The Bengals played a solid game on the defensive side of the ball, but they failed to create turnovers and with Cincinnati's mistakes on offense, the writing was on the wall. John Gennaro of Bolts From The Blue believes that winning the turnover battle was the key to San Diego's success:
Heading into this game, I thought the Chargers had a chance to win. Most of the Bengals home wins this year required multiple turnovers by the opponent. If the Chargers could avoid turnovers, I thought they could win. Well, not only did San Diego not have a single turnover, they forced the Bengals into four turnovers (including a crucial one at the end of the first half the probably saved the team a touchdown).

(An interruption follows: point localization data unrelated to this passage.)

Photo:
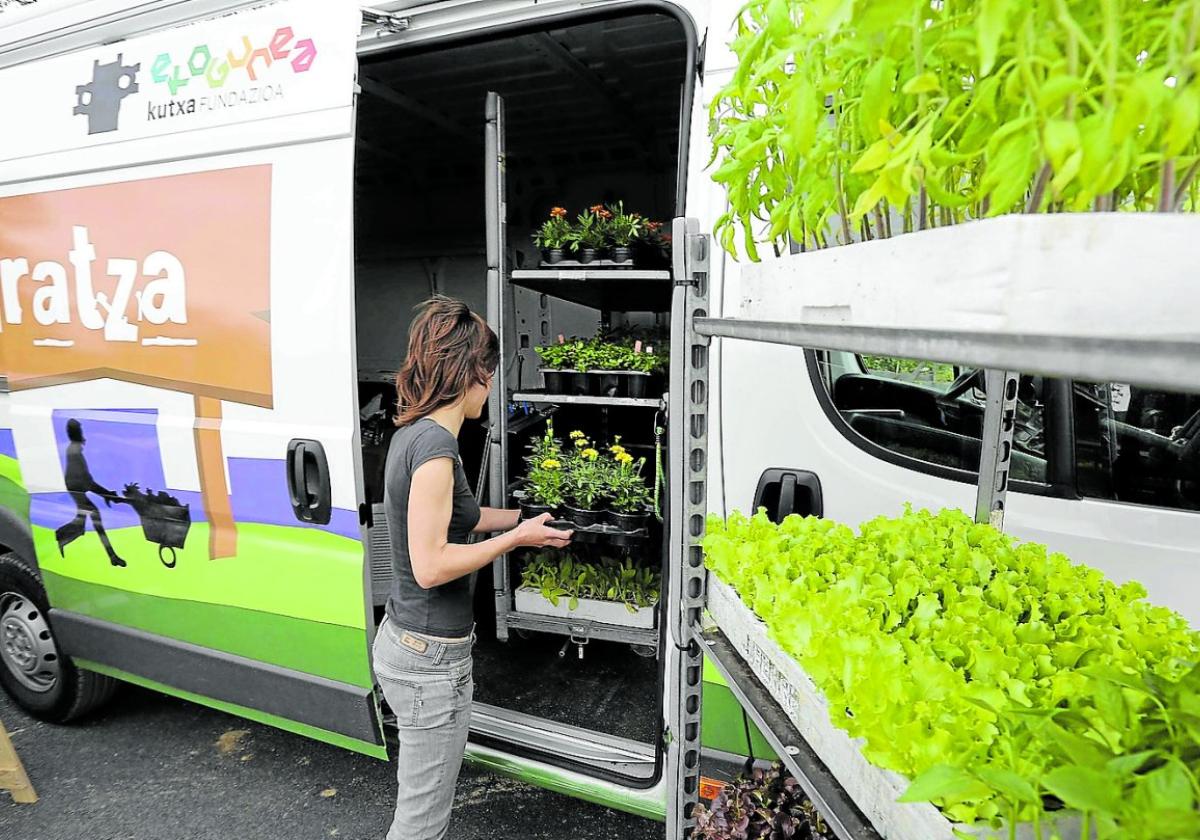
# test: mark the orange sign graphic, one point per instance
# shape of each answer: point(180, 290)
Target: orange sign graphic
point(163, 282)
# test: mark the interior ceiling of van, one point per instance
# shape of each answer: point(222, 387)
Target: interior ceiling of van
point(595, 97)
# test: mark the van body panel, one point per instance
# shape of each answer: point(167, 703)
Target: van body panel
point(178, 312)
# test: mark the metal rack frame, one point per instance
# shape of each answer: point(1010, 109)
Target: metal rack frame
point(601, 287)
point(1170, 363)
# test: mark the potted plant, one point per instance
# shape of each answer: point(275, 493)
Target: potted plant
point(606, 363)
point(641, 366)
point(556, 364)
point(768, 804)
point(589, 233)
point(585, 355)
point(559, 583)
point(553, 235)
point(630, 498)
point(544, 478)
point(623, 231)
point(585, 483)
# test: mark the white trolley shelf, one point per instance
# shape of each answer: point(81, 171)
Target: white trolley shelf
point(1089, 297)
point(601, 288)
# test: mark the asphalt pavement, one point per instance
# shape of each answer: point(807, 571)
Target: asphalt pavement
point(151, 767)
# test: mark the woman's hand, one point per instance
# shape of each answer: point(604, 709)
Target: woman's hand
point(535, 534)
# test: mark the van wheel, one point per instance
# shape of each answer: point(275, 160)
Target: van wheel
point(45, 683)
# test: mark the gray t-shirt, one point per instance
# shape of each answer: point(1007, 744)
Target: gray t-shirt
point(447, 610)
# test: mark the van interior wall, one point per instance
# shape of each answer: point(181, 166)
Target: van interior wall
point(592, 117)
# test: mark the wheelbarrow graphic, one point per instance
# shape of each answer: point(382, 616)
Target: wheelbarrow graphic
point(163, 520)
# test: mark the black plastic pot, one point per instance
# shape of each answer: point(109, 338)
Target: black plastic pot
point(556, 381)
point(582, 516)
point(609, 383)
point(636, 384)
point(583, 383)
point(532, 510)
point(629, 522)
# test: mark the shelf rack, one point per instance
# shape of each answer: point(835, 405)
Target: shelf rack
point(583, 629)
point(586, 400)
point(1090, 297)
point(826, 792)
point(606, 289)
point(598, 286)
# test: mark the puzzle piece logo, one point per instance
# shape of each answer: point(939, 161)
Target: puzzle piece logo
point(101, 97)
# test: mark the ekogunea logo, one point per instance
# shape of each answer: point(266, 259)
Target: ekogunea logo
point(202, 79)
point(210, 79)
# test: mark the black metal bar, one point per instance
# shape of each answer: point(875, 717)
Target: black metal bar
point(826, 792)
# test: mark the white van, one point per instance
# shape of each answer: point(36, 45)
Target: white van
point(215, 220)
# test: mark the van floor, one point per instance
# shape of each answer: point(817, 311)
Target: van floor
point(611, 690)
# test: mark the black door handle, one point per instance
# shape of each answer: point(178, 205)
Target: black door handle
point(784, 492)
point(307, 474)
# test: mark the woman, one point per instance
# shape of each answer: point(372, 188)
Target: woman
point(423, 648)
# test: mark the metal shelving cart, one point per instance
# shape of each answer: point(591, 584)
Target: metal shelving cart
point(601, 287)
point(1129, 285)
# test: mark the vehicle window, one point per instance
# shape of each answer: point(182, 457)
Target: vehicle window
point(930, 413)
point(1138, 445)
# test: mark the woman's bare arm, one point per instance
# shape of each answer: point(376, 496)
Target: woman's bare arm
point(496, 519)
point(436, 561)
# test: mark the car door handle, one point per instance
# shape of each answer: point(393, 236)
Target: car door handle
point(307, 475)
point(784, 492)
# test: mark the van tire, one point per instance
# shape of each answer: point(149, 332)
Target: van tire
point(75, 693)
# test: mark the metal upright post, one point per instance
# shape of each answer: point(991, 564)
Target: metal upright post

One has to wonder where the Bengals go from here. At this point, with a young, talented offense failing to execute, the blame will fall on the head coach and the quarterback. Josh Kirkendall of Cincy Jungle is pulling no punches, noting that the Bengals have been here before and that Dalton deserves as much of the blame as anybody:
Despite all of the signs suggesting that Cincinnati would finally break free from a 23-year old drought without a playoff win, the Bengals did what the Bengals do: Collapse in a big game, lose a playoff game and confirm the talking points about Marvin Lewis failing to get that elusive playoff win, reaching 0-5 for his postseason career. Reexamining his future is going to be fervent, if not with unfavorable consensus.
Andy Dalton will receive a bulk of the criticism, and in one respect, he should. Though the offensive line struggled against San Diego's pass rush, Dalton routinely held onto the football taking sacks or making panic-like throws. Often failing to recognize the blitz, or finding hot reads to get rid of the football, his scrambles usually led to quarterback sacks or untouched fumbles caused by the ground. At one point, feeling a nonexistent pass rush and bailing from the pocket, Dalton was often scrambling into pressure. Failing to recognize the blitz and his hot reads led to much of it.